Fedora 20 (yes, F20).
mmcgrath at redhat.com
Tue Sep 14 01:26:19 UTC 2010
On Mon, 13 Sep 2010, Bill Nottingham wrote:
> Dunno if I'll make the meeting, so...
> Máirín Duffy (duffy at fedoraproject.org) said:
> > Think for a minute or two. What do *you* think Fedora should focus on
> > for F15 and F16? How about F17? F18? F19...or... F20? What should F20
> > look like, how should it be, who uses it.... at least, for us to have
> > succeeded towards achieving our mission as a project?
> Given our normal release schedules, that's three years down the road.
> A lot can change in computing in three years. Three years ago, there
> were no netbooks; there was no Android, and the iPhone had only been
> out for six months. Even Facebook had only been open to the public
> for a year. For those in the cloud space, KVM was less than six months
> So, asking where we want Fedora to be there requires us all to put
> on our IDC analyst hats and predict where the market is going. (Or, it
> requires us to state we don't care what other people use, we're going
> to do our own thing. Which is a valid choice, although I'm not sure
> it's an interesting one of we're attempting to spread free software,
> content, culture, etc.)
> In the past three years, the biggest trends in the basic computing space
> are miniturization, mobilization, and the disappearance of the local
> app.
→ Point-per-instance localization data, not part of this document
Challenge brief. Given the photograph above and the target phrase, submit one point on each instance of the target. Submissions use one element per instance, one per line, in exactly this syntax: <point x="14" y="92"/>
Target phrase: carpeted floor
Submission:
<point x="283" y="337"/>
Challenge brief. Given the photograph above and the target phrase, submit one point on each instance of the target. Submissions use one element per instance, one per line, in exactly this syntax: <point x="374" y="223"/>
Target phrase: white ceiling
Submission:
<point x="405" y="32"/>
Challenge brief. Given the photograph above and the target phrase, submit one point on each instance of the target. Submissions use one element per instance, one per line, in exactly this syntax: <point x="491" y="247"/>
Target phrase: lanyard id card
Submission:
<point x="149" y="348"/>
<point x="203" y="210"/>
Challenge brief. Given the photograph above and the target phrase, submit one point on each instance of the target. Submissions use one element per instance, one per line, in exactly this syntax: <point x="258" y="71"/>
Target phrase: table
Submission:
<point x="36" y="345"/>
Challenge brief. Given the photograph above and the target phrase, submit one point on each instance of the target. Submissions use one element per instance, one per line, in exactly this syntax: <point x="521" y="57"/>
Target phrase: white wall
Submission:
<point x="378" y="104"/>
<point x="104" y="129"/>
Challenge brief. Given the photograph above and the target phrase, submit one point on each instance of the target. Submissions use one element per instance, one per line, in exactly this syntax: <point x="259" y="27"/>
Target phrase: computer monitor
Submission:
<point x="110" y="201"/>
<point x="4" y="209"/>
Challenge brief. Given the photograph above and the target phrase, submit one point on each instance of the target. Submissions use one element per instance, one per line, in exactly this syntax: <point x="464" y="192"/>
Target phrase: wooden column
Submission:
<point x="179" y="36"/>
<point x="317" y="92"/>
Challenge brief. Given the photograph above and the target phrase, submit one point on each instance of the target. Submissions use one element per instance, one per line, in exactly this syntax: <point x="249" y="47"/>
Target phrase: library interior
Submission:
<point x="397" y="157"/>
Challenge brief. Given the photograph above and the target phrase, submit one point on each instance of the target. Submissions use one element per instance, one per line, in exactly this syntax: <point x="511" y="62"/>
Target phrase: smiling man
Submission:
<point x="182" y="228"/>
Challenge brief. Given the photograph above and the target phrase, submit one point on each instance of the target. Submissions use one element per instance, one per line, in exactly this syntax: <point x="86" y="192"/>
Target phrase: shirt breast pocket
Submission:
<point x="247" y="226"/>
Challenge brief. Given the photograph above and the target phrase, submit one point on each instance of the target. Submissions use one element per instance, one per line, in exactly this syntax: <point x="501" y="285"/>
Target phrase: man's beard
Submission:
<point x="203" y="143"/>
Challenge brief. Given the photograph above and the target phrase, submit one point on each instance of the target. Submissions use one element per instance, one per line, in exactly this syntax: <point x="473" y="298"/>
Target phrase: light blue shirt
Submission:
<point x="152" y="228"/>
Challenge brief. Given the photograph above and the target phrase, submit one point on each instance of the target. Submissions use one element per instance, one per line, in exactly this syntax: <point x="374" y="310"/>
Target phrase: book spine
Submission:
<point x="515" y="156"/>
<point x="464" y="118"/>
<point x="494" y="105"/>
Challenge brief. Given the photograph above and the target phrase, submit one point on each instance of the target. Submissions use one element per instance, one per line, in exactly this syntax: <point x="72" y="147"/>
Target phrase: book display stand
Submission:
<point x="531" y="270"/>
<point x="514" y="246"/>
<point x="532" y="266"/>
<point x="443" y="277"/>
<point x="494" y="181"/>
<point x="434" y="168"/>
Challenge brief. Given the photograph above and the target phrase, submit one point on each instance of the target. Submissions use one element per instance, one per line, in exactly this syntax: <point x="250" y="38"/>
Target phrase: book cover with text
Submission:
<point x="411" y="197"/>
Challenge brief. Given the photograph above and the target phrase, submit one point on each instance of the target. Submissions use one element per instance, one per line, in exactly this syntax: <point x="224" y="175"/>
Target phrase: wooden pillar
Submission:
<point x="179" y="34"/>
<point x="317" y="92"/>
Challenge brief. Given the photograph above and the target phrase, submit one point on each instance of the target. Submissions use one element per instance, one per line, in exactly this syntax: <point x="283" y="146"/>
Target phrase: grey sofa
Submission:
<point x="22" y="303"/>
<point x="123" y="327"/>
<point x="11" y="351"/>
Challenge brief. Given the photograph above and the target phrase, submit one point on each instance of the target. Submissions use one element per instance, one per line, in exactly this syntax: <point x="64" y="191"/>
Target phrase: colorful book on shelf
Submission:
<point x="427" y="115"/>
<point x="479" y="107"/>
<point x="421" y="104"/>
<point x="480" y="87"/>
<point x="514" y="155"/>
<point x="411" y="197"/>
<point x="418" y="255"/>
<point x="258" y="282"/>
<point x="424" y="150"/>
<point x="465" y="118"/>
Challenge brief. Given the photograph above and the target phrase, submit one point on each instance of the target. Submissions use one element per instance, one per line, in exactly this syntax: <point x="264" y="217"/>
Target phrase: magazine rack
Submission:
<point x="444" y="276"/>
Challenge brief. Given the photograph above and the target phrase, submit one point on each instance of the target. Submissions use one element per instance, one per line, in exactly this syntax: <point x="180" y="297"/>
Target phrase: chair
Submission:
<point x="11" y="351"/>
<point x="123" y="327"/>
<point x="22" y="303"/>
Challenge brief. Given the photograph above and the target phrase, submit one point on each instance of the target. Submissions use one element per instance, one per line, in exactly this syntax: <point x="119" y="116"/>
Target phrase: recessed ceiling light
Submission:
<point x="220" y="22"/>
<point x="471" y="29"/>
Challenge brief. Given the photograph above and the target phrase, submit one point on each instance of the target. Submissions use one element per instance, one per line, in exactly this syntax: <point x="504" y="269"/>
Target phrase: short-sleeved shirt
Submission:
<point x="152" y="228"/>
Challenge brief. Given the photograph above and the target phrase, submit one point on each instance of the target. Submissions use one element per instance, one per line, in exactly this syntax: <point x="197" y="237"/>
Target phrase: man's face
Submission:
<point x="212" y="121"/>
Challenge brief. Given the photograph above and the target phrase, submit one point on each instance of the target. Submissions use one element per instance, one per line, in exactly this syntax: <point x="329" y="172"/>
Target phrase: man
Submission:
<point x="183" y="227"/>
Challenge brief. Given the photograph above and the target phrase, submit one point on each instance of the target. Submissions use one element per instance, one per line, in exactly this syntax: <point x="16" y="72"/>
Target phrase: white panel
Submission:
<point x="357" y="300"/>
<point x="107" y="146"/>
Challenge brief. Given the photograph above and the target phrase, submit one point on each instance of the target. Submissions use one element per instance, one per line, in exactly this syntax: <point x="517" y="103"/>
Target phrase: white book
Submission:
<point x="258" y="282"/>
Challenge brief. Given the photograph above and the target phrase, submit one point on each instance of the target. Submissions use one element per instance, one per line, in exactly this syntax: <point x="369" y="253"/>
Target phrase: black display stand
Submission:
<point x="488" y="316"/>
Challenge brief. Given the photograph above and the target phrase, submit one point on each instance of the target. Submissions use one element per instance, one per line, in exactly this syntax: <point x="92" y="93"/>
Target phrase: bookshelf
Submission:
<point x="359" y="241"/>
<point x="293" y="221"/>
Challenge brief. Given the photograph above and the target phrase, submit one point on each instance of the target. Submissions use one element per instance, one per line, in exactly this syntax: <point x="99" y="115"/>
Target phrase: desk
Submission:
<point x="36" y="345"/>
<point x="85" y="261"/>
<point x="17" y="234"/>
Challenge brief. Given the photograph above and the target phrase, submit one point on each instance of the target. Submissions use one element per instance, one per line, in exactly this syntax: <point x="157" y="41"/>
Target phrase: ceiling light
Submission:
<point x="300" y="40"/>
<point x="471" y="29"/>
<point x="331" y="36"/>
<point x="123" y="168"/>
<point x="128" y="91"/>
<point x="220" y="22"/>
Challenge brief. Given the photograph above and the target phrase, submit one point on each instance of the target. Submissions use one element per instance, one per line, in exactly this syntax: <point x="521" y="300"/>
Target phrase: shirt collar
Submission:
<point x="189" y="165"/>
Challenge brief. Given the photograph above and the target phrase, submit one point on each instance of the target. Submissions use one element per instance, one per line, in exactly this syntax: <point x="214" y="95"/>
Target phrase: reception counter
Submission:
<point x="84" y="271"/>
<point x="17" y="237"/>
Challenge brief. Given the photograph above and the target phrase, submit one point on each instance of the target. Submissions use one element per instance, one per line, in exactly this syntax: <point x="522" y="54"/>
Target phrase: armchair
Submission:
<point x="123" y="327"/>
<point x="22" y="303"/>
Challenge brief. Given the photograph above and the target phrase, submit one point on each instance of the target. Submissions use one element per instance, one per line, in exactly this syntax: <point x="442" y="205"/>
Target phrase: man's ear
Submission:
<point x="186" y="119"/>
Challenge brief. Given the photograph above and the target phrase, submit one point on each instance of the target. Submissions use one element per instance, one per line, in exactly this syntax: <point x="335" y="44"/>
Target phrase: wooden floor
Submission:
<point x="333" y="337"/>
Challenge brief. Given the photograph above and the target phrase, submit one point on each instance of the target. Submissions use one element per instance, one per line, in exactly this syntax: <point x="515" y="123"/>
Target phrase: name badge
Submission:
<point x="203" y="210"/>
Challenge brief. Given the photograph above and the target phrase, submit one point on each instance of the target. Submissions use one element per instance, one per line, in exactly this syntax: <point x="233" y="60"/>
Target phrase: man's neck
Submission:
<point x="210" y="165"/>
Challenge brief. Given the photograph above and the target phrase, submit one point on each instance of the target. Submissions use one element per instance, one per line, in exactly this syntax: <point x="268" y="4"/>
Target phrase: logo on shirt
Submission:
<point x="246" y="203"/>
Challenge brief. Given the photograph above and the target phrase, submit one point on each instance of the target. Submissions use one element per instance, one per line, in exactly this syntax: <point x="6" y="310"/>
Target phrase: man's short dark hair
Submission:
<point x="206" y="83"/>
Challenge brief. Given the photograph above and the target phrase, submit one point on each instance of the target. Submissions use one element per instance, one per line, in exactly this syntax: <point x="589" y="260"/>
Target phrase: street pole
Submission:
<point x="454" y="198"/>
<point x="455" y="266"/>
More and more the basic user activities are done on a mobile
> device (whether laptop, pad, or phone), via wireless networking (whether
> wifi or 3G), to some sort of online service. Furthermore, these mobile
> devices are taking the place of more special-purpose devices in
> the low-end consumer space; the standalone media player, the standalone
> navigation unit, even the standalone camera are all being merged
> into a single device.
> This leaves Fedora in an interesting bind... if we're targeting this
> sort of user, we're targeting a shrinking market. The traditional desktop
> with local user apps appears to be dying pretty quickly. The devices
> that are getting used more for these tasks have OSes pretty well tied
> to the hardware by the manufacturer... I suppose targetting people who
> want to replace the OS on their tablet PC is akin to where the 'desktop'
> in Linux was targeted 10 years ago, but is that a market that grows? Will
> it matter? To properly attack this market, we may need to reorient
> around something like the proposed GNOME OS. Howver, with Android, and iOS,
> and Meego, this is a tightly competitive space.
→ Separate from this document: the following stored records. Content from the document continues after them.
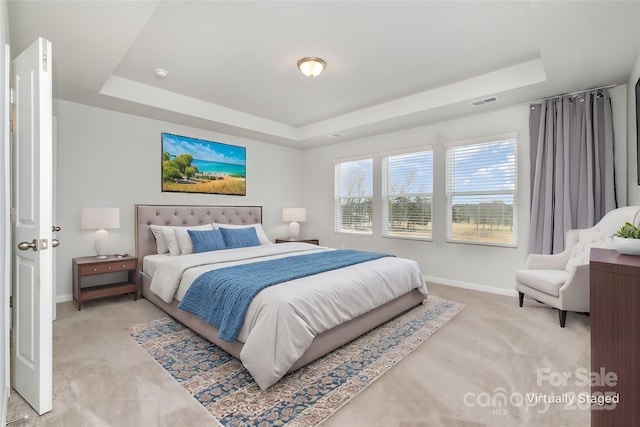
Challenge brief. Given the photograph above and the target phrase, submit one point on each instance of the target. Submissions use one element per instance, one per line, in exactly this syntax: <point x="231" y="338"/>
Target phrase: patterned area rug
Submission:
<point x="303" y="398"/>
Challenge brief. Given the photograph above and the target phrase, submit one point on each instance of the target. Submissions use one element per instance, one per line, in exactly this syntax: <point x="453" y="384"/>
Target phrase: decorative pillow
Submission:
<point x="240" y="237"/>
<point x="205" y="241"/>
<point x="262" y="237"/>
<point x="184" y="241"/>
<point x="161" y="244"/>
<point x="172" y="241"/>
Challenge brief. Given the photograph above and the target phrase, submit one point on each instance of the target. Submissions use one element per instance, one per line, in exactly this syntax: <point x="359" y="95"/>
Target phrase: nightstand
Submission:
<point x="84" y="267"/>
<point x="289" y="240"/>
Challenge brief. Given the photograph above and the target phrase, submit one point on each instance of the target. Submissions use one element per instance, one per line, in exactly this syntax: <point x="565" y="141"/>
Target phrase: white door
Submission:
<point x="32" y="208"/>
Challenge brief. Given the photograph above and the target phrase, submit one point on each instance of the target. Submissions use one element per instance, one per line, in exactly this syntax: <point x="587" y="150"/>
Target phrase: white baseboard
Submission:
<point x="472" y="286"/>
<point x="63" y="298"/>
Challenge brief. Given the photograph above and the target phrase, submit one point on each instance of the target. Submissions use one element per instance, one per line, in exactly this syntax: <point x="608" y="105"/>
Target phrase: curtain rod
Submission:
<point x="572" y="93"/>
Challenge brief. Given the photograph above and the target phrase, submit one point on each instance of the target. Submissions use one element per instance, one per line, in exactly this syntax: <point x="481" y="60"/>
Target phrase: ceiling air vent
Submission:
<point x="484" y="101"/>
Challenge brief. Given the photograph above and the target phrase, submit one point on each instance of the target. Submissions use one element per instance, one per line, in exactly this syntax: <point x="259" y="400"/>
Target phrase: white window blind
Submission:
<point x="354" y="196"/>
<point x="482" y="192"/>
<point x="407" y="190"/>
> There are still usage cases and markets where the mobile computing
> devices don't have much of a strangehold. No one's developing for Android
> *on* Android, as far as I can tell. High scale digital content editing
> isn't done too much on mobile, I believe. So, Fedora could be targetting
> the developer (corporate or otherwise), the content creator, and so on.
> The advantage here is that these people are likely already technical.
> However, you're also making the bet that these usage cases aren't going
> to move more to the mobile/cloud space, which may be a losing bet. (I
> suspect someone's working on the equivalent of Google Apps for coding
> as we speak - edit online, get your own SCM automatically, one-click
> deployment to a cloud server, all without any infrastructure of your own.)
> On the server side, it's all about virtualization; in many respects, you
> have the same server that you had three years ago, it's just more about how
> they're deployed, and the services you run may be a bit different. While
> Fedora could concentrate in this space, it's obviously where RHEL has
> the largest foothold, and where RHEL will find the largest deployments.
> It's hard for Fedora to push a cultural shift here as it will likely be
> seen (right or wrong) as a beta for RHEL in this space.
> So, yeah, I'm not sure there's a silver bullet of what I'd want to see
> here. Fedora could concentrate on being a server base, which has a use,
> but not one that has a lot of growth, and will constantly but up against
> its big brother. It could concentrate on the mobile/tablet/etc. space,
> but that's a big shift. Or it could concentrate on the developer/content
> creator space, which is a small market that I suspect the mobile market
> is going to eat up eventually.
> There aren't any easy answers, unfortunately.
IMO, I think the only answer is rich, integrated online apps. Those
iPhone users, android users, etc. I don't know why they couldn't also be
I've said it before, I don't see any possibility where Linux (much less
Fedora) will conquer the consumer desktop. Working towards it is working
towards a goal that most other companies have already left behind.
Mobile market is already in good competition, lets leave them be.
I think what we need is free alternatives to what google offers. That
doesn't mean we have to host all this stuff. I'm thinking that instead of
major hosting giants like google, we give companies the ability to run
their own google. This aligns well with what Red Hat is doing (allowing
people to run their own cloud). So lets give them some nice boxed apps
that run on the cloud.
Mobile users can use them. Desktop users can use them. Enterprise
customers can have the assurance that their data is being kept private,
while not having to sacrifice features. This is a major shift from what
we're doing now. It'd require development from teams that don't exist
today. To me though, the alternative is Fedora not mattering much at all.